Tem cancro? Vá ao dentista.
Mesmo quando este capítulo estiver encerrado e o doente quiser prosseguir com os tratamentos dentários pendentes, os fármacos deixarão “pegadas” que podem permanecer durante décadas, condicionando a sua vida e a sua saúde.

Pode ser a última das preocupações, pode ser que nunca ninguém o tenha dito, ou pode até ser que a informação tenha caído no buraco que se abriu no chão após o embate da notícia. Fica agora aqui escrito, para memória coletiva: após um diagnóstico de cancro, o doente deve ser encaminhado paramedicina dentária.
Porque aquele procedimento que está a adiar (por medo, economia ou simples procrastinação) deve ser feito antes de iniciar o tratamento. Durante a quimioterapia, radioterapia, terapêutica biológica ou uma combinação destas, o mais provável é que precise de tratamentos dentários e não os possa fazer sem correr (mais) riscos. Porque os tratamentos oncológicos têm, não raras vezes, efeitos nefastos na cavidade oral que precisam ser detectados tão precocemente quanto possível.
Falo de Osteonecrose dos Maxilares associada a Medicamentos (medicamentos, plural, não só bifosfonatos, nem tão pouco anti-reabsortivos). E porque até o que lhe possa parecer de menor importância como aftas, mucosite, xerostomia… Precisa de ser acompanhado de perto porque impacta de forma dramática a qualidade de vida, porque interfere no outcome do tratamento, porque pode, no limite, impedi-lo.
E mesmo quando este capítulo estiver encerrado e o doente quiser prosseguir com os tratamentos dentários pendentes, os fármacos deixarão “pegadas” que podem permanecer durante décadas, condicionando a sua vida e a sua saúde. Mas não falo apenas dos doentes com possibilidade de cura. Dizer que o cancro é cada vez mais uma doença crónica já virou lugar-comum e mesmo que, para alguns doentes, não haja perspetiva de vida sem doença, viver doente também é viver.

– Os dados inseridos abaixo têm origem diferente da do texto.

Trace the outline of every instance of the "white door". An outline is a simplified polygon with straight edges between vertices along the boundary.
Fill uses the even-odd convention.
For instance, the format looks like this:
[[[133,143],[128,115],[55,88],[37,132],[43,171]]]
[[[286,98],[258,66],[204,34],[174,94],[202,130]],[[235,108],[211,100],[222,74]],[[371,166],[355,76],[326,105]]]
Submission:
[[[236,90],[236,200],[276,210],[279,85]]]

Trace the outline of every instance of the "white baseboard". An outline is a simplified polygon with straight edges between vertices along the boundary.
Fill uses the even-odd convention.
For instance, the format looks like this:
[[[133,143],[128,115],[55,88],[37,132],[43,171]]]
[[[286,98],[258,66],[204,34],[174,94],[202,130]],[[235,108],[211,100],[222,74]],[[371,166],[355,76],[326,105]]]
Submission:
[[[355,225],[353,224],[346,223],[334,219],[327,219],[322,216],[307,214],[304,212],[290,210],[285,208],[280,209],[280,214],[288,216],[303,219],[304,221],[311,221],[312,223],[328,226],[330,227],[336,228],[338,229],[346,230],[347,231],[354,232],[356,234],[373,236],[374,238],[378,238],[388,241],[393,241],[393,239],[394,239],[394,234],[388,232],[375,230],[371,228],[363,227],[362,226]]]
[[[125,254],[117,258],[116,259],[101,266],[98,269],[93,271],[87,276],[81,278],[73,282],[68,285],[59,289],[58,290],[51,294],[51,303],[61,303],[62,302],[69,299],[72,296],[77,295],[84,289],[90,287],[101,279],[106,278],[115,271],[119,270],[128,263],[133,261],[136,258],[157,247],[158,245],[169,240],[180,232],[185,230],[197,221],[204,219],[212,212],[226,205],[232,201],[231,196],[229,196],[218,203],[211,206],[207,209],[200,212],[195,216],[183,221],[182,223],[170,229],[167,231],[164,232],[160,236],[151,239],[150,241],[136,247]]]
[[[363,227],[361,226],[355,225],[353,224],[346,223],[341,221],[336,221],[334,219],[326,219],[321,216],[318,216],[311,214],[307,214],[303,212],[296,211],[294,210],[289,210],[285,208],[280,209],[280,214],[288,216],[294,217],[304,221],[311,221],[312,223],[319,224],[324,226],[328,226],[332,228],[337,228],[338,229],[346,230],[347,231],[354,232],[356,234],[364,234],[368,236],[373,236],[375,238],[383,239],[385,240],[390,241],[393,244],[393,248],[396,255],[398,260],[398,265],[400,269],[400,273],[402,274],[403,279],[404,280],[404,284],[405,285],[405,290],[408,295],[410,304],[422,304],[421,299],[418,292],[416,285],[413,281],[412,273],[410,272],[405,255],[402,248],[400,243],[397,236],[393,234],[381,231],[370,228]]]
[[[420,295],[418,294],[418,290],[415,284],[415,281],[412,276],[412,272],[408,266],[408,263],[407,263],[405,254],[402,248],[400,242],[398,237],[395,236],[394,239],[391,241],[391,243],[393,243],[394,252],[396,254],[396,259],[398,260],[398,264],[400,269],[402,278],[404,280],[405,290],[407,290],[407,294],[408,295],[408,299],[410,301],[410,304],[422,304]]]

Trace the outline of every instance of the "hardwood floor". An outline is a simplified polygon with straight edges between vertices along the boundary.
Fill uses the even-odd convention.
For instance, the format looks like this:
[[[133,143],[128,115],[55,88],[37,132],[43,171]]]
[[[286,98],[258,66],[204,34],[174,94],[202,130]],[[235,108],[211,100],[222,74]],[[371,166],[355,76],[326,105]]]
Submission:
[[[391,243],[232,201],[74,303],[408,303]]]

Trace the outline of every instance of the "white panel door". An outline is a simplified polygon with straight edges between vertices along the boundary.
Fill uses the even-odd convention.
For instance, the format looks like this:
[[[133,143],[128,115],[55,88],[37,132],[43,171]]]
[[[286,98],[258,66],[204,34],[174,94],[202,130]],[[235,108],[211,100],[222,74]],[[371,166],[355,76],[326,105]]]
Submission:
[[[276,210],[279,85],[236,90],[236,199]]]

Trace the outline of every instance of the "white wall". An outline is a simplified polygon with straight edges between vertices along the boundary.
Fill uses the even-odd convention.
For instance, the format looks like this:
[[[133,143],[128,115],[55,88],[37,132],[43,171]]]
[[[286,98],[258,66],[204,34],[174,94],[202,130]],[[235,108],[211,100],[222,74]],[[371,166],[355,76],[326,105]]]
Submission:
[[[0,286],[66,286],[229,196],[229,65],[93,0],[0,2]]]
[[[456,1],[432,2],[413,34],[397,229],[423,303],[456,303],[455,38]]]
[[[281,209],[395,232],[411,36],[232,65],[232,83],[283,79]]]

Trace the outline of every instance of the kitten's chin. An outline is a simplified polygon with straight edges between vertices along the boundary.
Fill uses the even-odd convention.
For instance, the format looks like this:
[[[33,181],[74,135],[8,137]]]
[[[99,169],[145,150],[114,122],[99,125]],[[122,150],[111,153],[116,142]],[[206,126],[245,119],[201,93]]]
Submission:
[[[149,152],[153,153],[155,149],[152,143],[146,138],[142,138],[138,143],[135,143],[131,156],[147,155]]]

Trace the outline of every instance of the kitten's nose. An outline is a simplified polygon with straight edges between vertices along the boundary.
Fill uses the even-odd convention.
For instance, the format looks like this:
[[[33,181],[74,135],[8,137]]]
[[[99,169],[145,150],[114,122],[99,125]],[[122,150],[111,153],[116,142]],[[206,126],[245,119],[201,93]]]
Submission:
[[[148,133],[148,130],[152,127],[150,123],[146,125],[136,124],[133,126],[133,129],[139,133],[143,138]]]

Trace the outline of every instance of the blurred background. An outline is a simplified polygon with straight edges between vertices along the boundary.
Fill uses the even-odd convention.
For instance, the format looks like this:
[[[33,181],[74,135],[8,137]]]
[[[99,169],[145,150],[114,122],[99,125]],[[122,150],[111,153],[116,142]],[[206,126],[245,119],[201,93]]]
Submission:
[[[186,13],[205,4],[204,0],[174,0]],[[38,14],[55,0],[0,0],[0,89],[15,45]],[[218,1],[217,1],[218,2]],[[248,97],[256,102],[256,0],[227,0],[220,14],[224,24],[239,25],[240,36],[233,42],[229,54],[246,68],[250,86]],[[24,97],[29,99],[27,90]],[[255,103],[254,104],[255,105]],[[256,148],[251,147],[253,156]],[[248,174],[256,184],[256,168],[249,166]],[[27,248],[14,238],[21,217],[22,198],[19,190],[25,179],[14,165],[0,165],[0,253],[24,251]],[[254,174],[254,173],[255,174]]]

É preciso comer, e desfrutar da refeição. É preciso rir com vontade, sem mãos à frente dos lábios. É preciso falar, cantar, beijar… Fazer tudo o que alguém vivo faz com a boca porque até ao lavar dos cestos é vindima. Ou como diria Ana Cláudia Quintana, a morte é um dia que vale a pena viver. E todos os dias que a antecedem também. Se “ir ao dentista fica para depois” não faz sentido, nem filosófica nem clinicamente falando, “não vale pena” ainda fará menos.
Se pensar nisto como uma questão digestiva, deixa de encaminhar? E como uma questão esquelética? Dividir a saúde em sistemas e aparelhos serve apenas a nomina anatómica e muitas vezes nem isso, que o diga o “sistema estomatognático”. O primeiro préstimo de qualquer profissional de saúde é servir. Conhecimento e técnica não têm valor per se. E separar a saúde oral de saúde sistémica é uma abstracção que não serve o individuo nem a sociedade.
Tem cancro? Vá ao dentista. Pela sua saúde.